The code below should work for all timeperiods and names but I will only define two columns for only the Y timeperiod.
In Comb I generate all combinations of your periods and names and use them to generate names of the Hist and Hor columns.
Then I loop over the list with names (I do only two because I did only define two columns).
The only tricky thing is to convert the name of the column to the column data and that is done with
eval(parse(text= ...)
I hope this gives you some ideas.

Y_Hist = data.frame(
  Wind = 1:5,
  Expected = c(1,2,3,2,1)
)

YHor = data.frame(
  Wind = c(1,2,3,2,1),
  Expected = c(5,4,3,2,1)
)

Names <- c("Wind","Expected","Real","Loss","CF_B","CF_N","CF_L")
Time <- c("Y","S", "M", "H","HS", "HM")

Comb <- expand.grid(Names=Names,Time=Time,stringsAsFactors = F)
HistNames <- paste(Comb$Time,"_Hist$",Comb$Names,sep="") 
HorNames <- paste(Comb$Time,"Hor$",Comb$Names,sep="") 
pvalues <- rep(NA,length(HistNames))

# for (i in 1:length(HistNames)) {
for (i in 1:2) {
  histdata = eval(parse(text=HistNames[i]))
  hordata = eval(parse(text=HorNames[i]))
  pvalues[i] = t.test(histdata,hordata,na.rm=TRUE)$p.value
}

^{Created on 2020-06-19 by the reprex package (v0.3.0)}

Hugo_Cordeau · June 22, 2020, 7:47pm

Thanks for the advise, it will help me next time !
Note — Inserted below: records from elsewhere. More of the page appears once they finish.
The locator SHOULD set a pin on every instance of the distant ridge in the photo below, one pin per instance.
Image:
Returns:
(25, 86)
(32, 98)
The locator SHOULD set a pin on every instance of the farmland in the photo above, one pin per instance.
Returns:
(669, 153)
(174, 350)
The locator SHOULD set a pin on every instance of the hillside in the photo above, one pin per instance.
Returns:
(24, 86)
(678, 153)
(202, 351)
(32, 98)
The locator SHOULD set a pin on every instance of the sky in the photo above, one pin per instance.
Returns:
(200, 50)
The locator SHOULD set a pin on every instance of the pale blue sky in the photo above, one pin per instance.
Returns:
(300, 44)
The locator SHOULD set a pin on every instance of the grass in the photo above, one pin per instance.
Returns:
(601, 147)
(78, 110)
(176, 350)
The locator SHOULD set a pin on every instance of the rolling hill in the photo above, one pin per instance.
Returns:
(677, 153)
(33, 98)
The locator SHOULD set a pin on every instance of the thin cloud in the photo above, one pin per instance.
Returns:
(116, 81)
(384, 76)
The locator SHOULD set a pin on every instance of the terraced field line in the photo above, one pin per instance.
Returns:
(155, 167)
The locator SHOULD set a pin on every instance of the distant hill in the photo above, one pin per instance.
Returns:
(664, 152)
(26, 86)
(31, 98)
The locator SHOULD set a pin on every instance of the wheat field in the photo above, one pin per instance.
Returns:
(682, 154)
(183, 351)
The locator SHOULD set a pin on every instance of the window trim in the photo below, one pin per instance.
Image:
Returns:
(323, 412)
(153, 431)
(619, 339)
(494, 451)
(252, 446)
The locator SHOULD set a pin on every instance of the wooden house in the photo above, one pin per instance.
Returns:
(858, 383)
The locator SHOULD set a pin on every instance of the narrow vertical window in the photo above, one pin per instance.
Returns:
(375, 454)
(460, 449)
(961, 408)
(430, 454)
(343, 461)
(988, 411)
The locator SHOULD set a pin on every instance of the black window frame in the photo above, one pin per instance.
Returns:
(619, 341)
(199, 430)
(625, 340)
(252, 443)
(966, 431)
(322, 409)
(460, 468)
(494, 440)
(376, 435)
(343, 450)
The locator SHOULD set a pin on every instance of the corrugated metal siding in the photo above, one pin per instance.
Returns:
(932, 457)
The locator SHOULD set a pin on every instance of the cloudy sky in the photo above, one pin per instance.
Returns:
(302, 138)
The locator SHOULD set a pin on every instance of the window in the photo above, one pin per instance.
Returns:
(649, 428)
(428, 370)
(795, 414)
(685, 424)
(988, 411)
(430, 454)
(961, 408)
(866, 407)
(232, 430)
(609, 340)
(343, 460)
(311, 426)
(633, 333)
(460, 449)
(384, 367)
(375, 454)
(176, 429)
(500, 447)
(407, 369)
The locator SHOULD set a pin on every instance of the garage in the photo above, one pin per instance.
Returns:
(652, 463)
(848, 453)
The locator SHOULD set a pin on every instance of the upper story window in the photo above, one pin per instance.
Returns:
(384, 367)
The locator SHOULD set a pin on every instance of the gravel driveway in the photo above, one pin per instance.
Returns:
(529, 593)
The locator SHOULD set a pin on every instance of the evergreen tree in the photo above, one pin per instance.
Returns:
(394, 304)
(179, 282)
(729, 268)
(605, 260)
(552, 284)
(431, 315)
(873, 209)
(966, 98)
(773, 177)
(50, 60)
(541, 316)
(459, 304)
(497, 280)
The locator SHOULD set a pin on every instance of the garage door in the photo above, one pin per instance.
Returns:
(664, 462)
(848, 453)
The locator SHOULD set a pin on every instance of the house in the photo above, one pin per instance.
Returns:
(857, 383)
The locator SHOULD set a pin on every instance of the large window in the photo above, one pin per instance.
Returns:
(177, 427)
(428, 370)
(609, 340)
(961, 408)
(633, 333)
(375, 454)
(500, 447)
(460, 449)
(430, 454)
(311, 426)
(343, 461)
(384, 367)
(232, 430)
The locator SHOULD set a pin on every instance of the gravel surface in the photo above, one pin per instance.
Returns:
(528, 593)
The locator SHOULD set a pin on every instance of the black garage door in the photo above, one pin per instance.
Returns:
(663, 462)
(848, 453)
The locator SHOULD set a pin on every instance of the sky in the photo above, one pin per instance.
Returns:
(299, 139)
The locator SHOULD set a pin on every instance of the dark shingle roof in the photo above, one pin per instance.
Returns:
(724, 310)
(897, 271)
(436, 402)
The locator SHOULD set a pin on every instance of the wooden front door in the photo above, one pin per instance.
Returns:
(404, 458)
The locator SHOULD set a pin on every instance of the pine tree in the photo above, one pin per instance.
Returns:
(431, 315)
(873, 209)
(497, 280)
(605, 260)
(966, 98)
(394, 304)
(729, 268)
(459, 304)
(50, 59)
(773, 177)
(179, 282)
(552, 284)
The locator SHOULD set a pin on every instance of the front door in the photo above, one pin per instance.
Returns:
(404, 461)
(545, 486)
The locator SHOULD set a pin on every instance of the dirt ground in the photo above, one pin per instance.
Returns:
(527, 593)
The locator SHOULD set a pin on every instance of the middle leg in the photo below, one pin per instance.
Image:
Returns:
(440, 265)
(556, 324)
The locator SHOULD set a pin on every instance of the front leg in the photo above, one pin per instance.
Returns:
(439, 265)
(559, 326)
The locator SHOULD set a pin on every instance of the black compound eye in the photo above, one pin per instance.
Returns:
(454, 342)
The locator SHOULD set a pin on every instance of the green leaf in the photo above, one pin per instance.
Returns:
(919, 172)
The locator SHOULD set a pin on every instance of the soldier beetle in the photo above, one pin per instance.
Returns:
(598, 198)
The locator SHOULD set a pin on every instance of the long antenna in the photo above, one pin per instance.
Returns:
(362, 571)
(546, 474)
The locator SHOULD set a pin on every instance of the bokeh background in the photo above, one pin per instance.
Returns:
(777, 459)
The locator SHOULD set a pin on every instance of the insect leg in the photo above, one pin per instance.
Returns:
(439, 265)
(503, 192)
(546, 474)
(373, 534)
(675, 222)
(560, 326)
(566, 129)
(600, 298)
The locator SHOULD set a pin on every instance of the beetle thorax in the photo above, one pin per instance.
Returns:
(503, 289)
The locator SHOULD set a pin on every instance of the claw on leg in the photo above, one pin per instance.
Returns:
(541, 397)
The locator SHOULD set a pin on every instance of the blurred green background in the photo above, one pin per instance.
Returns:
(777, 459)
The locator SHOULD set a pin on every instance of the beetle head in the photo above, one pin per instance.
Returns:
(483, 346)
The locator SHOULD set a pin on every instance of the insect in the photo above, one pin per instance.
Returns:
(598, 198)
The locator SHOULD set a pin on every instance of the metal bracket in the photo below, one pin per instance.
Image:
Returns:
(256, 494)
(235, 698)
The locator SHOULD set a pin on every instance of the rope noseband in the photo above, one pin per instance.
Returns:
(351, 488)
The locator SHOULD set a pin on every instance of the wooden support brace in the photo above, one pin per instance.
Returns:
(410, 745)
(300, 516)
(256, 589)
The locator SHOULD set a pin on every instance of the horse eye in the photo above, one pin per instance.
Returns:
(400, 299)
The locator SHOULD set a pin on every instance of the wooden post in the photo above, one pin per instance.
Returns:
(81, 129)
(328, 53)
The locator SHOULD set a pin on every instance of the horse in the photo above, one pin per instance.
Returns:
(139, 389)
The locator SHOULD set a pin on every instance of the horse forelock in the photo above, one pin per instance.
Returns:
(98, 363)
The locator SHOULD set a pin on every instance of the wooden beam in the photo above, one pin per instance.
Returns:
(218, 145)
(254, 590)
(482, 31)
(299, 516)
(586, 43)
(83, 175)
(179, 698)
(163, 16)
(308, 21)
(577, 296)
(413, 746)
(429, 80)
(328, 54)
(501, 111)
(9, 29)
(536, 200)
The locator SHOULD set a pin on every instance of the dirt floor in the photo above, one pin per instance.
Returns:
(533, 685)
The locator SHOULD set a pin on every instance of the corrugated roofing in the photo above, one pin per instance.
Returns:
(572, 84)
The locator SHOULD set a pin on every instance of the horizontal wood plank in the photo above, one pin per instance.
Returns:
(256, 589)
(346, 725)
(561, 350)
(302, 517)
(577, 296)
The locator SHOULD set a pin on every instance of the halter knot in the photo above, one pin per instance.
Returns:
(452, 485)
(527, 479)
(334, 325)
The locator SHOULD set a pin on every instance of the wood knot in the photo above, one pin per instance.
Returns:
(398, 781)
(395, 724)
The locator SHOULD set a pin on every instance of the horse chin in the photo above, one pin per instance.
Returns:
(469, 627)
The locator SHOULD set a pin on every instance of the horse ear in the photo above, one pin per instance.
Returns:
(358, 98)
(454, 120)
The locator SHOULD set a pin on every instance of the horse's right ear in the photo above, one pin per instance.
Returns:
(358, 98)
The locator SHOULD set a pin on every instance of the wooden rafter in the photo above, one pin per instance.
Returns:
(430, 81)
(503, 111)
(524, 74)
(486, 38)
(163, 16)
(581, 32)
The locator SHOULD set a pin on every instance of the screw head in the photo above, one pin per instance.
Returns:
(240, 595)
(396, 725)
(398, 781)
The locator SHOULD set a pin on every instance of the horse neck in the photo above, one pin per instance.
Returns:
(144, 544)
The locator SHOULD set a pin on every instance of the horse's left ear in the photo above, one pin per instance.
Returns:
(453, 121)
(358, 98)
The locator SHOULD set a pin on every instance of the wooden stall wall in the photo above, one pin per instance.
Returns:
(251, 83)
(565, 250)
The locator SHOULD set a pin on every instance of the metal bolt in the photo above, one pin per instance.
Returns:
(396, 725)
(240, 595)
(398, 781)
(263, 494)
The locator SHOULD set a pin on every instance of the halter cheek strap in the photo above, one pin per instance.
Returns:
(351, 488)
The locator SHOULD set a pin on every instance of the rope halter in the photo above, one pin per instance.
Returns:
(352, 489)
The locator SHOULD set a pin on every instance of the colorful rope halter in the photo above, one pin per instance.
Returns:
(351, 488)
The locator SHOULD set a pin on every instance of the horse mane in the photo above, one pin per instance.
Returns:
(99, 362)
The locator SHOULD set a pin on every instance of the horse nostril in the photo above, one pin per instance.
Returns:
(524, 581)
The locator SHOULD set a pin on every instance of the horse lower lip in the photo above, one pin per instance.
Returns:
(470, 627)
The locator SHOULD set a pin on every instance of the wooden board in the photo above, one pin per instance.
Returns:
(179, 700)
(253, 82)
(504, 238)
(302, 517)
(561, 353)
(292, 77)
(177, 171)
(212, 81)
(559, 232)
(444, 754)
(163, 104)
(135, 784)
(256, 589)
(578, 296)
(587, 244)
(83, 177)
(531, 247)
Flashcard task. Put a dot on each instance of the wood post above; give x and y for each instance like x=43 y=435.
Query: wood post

Hugo_Cordeau · June 22, 2020, 7:50pm

Exactly !

Further more I had a problem with the split function, it is automatically ordering the datas as factor !

We just have to tidy our datas as.factor to ensure that the DF 3:00 is 3 & not 22: 00 .

Thanks a lot !

system · June 29, 2020, 7:50pm

This topic was automatically closed 7 days after the last reply. New replies are no longer allowed.